The wind picks up and Cassie’s chin starts to quiver. “Come on. Let’s get back to the warmth of the car and we’ll talk. You’re freezing.”
I take her hand and lead her back off the rocks and across the strip of sand until we’re once again enveloped in warmth.
We both reach for our coffees, but they’re lukewarm now.
“We can get fresh ones if you’d like.”
“No, it’s okay. Maybe later. You mentioned breakfast, though?”
“Yes.” I reach back and grab the insulated bag the hotel kitchen gave me and pull out two wrapped sandwiches. “Bacon, egg, and cheese on a sesame bagel?”
“Can you read minds?”
“I wish. Then I’d get to hear all the dirty things you think about doing with me.” I watch her cheeks heat and her eyes twinkle like I just caught her thinking dirty thoughts. “Are you right now?”
“No,” she says too quickly. “Maybe,” she corrects. “Stop looking at me like that.”
“Like what?” I ask, lowering my voice to an octave I know makes her pussy wet.
“Like you are now,” she huffs, stealing the sandwich from my hand and ripping it open. She takes a big bite from one half and her eyes close. “So good,” she mumbles after swallowing. “Do you have any ketchup in there?”
“I do.” I hold the bag out for her and she reaches in for a ramekin of ketchup to dip her sandwich in.
I start in on mine and stare out at the water, letting Cassie gather her thoughts. I know not to push her. She’ll talk when she’s ready.
“My dad was high-up in the McLaughlin family in Boston. I don’t know the details of his position because I was still sort of young when he was killed, but I know he was important. We were never without what we needed and people seemed to both fear and respect my father wherever we went. I thought it was cool.” She scoffs, shaking her head.
“He wasn’t a great dad,” she continues. “He had a short temper, drank a lot, and wasn’t around to help with homework or show up for Sean and I when we had something that wasremotely important to us. Like my dance recitals or even a single soccer game of mine or Sean’s.” Cassie takes another bite of her bagel. “But he tried to be more of a dad in the end, which is why he was killed. The three of us were under FBI protection at some motel outside of Boston, and when my dad and two of the agents were on their way to the FBI offices, they were all killed.”
“I’m sorry, Cassie. You shouldn’t have had to go through that.”
“He was going to flip on the family and we were going into witness protection. It was either that or prison. He told me not to trust anyone in the McLaughlin family from that moment forward, and to never open my mouth about them either. He told me everyone knew the feds were close to making a case on the boss for one thing or another, so they planted evidence on my dad that would make him the fall guy.”
Cassie wraps the other half of her sandwich up and tosses it onto the dashboard. She tucks her feet up onto the seat and covers her face with her delicate hands, then runs her fingers through her hair.

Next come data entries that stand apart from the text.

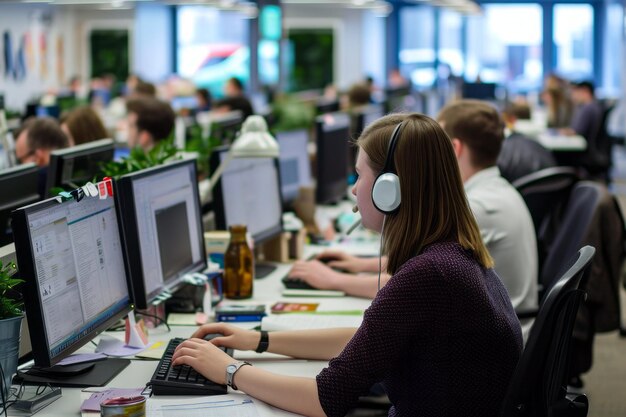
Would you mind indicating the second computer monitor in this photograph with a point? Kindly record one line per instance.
(248, 193)
(160, 212)
(73, 167)
(71, 257)
(19, 187)
(332, 136)
(294, 163)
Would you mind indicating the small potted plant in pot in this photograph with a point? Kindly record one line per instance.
(11, 314)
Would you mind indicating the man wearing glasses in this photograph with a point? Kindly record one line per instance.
(35, 141)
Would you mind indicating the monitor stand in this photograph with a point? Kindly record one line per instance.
(91, 374)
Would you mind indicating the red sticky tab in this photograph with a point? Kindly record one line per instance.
(109, 185)
(102, 190)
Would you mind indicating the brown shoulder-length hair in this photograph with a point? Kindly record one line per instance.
(434, 207)
(84, 125)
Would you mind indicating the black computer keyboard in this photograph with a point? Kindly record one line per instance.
(181, 380)
(297, 284)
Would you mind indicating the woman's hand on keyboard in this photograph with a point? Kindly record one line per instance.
(228, 336)
(317, 275)
(204, 357)
(349, 263)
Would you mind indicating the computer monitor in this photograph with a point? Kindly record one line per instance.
(364, 116)
(248, 192)
(18, 188)
(162, 225)
(324, 106)
(332, 136)
(70, 168)
(294, 163)
(479, 91)
(71, 257)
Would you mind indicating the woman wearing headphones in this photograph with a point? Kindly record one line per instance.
(441, 335)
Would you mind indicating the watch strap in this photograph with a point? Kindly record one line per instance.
(230, 372)
(264, 342)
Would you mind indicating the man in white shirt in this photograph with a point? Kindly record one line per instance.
(477, 132)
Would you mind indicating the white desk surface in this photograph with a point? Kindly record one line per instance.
(266, 290)
(551, 141)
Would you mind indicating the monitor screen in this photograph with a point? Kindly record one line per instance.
(332, 135)
(224, 127)
(73, 167)
(19, 187)
(71, 256)
(294, 163)
(160, 212)
(248, 193)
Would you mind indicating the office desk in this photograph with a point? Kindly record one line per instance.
(554, 142)
(266, 290)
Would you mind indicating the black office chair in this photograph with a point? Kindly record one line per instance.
(538, 387)
(573, 224)
(545, 193)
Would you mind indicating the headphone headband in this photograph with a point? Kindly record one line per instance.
(389, 163)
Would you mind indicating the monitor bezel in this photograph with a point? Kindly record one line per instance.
(57, 158)
(130, 229)
(287, 201)
(32, 296)
(322, 195)
(11, 174)
(218, 200)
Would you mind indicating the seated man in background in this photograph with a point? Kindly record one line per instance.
(149, 121)
(477, 132)
(521, 155)
(588, 122)
(234, 99)
(37, 138)
(83, 125)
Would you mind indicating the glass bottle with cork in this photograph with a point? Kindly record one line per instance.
(238, 265)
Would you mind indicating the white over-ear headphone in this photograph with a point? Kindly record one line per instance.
(386, 190)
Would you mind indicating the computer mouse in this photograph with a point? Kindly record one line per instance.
(212, 336)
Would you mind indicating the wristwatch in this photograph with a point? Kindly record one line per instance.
(231, 370)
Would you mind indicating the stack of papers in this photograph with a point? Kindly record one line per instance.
(309, 321)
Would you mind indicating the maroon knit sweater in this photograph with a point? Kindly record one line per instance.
(441, 336)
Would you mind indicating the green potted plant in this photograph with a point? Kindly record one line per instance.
(11, 314)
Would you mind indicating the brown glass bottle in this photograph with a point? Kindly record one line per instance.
(238, 265)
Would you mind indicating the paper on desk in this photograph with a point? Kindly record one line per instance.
(111, 346)
(308, 321)
(93, 403)
(231, 405)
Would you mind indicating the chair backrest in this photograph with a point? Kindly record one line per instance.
(538, 386)
(577, 217)
(521, 156)
(545, 193)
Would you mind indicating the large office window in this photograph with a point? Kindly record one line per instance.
(573, 39)
(212, 46)
(505, 46)
(450, 48)
(613, 35)
(417, 45)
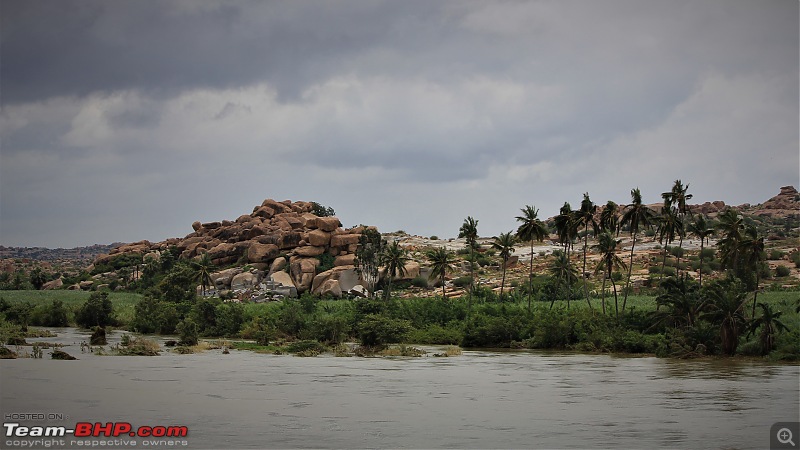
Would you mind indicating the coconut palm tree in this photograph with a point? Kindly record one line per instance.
(725, 307)
(609, 218)
(562, 269)
(565, 224)
(684, 304)
(585, 217)
(637, 216)
(668, 225)
(730, 226)
(700, 227)
(394, 258)
(469, 231)
(203, 268)
(770, 325)
(607, 247)
(441, 262)
(531, 229)
(752, 251)
(505, 245)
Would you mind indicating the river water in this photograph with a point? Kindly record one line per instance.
(480, 399)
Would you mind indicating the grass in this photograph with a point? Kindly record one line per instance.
(124, 302)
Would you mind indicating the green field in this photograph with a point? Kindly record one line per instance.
(124, 302)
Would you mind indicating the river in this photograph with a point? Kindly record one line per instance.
(480, 399)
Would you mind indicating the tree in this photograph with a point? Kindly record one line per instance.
(563, 271)
(752, 251)
(394, 259)
(726, 300)
(469, 231)
(38, 278)
(731, 229)
(585, 217)
(637, 216)
(531, 229)
(441, 262)
(700, 227)
(607, 247)
(203, 268)
(565, 224)
(681, 297)
(609, 218)
(770, 325)
(98, 311)
(505, 245)
(370, 247)
(668, 226)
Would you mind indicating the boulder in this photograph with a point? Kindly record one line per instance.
(55, 284)
(282, 278)
(331, 288)
(277, 264)
(257, 253)
(309, 250)
(222, 279)
(319, 238)
(343, 240)
(347, 259)
(328, 223)
(245, 280)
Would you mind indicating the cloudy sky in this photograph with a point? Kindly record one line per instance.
(127, 120)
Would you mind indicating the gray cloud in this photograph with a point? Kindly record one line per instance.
(129, 120)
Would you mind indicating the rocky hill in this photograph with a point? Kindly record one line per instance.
(283, 243)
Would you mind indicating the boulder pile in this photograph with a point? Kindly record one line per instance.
(283, 242)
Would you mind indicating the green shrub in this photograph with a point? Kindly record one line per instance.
(381, 330)
(96, 312)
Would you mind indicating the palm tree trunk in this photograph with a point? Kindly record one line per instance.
(530, 279)
(583, 274)
(630, 269)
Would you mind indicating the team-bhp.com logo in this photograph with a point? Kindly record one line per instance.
(97, 429)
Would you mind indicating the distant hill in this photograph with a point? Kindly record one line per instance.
(88, 253)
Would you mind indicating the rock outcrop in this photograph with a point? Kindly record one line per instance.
(276, 236)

I don’t dare say anything.
I don’t dare correct her, either.
She has it so incredibly wrong. Her dad lied to her.
“He was just trying to keep us together,” she says. “He knew we’d be alone if he went to prison and didn’t want anyone else raising us. It was nice to feel like he was putting his own family first for once, and not the McLaughlins.”
“I can understand that.”
“I grew up surrounded by people I considered family. People who turned their backs on us without a second thought. How can that be? You can trust people with your life one day, but then cut off, kill, and abandon in the blink of an eye the next.”
“Cassie.” I want to say something comforting, but that’s how it goes. If the boss gives an order, you follow it. Of course, Leowould never give an order like that. I don’t even think his dad would’ve. Leo would never use someone else to save his own ass if he was caught doing something.
I don’t even want to get into the fact that he would never be doing any of the dirty work himself that would cause him to have a case made on him anyhow.
“I know,” she says, nodding her head, as if she heard my unspoken thoughts. “I know that’s just how things are. My world was going to crumble around me no matter what, I guess. It’s why I’ve tried to stay away from you. Not very successfully, but I tried.” Cassie finally looks at me. “I know your world, Nico. I grew up in it, and I was cast out of it.”
“Cassie,” I say carefully. “I say this with all due respect to your late father, but me and my family aren’t like the McLaughlins. Wearea family. We have an oath. We have an understanding. We have trust. We don’t plant evidence on family members so they take the fall, and we don’t turn our backs on each other unless we’re given an indisputable reason to.”
“Nico, it’s all the same. You’re all the same. Money, family, loyalty, respect, blah, blah, blah. It doesn’t matter if it’s the Irish mob or the Italian mafia. Hell, even the Bratva or Yakuza. You’re all the same.”
“From the outside, it may be that simple, but it isn’t. And you choosing to lump me in with people who you used to know…” I rub the bridge of my nose, needing to keep my words under control. She doesn’t know what she’s saying. I know we’re not all the same. Angela Cicariello, Luca’s girl, could tell Cassie not every family is the same, because we’re nothing like the animals she used to be related to. “Do you trust me? Even a little bit?”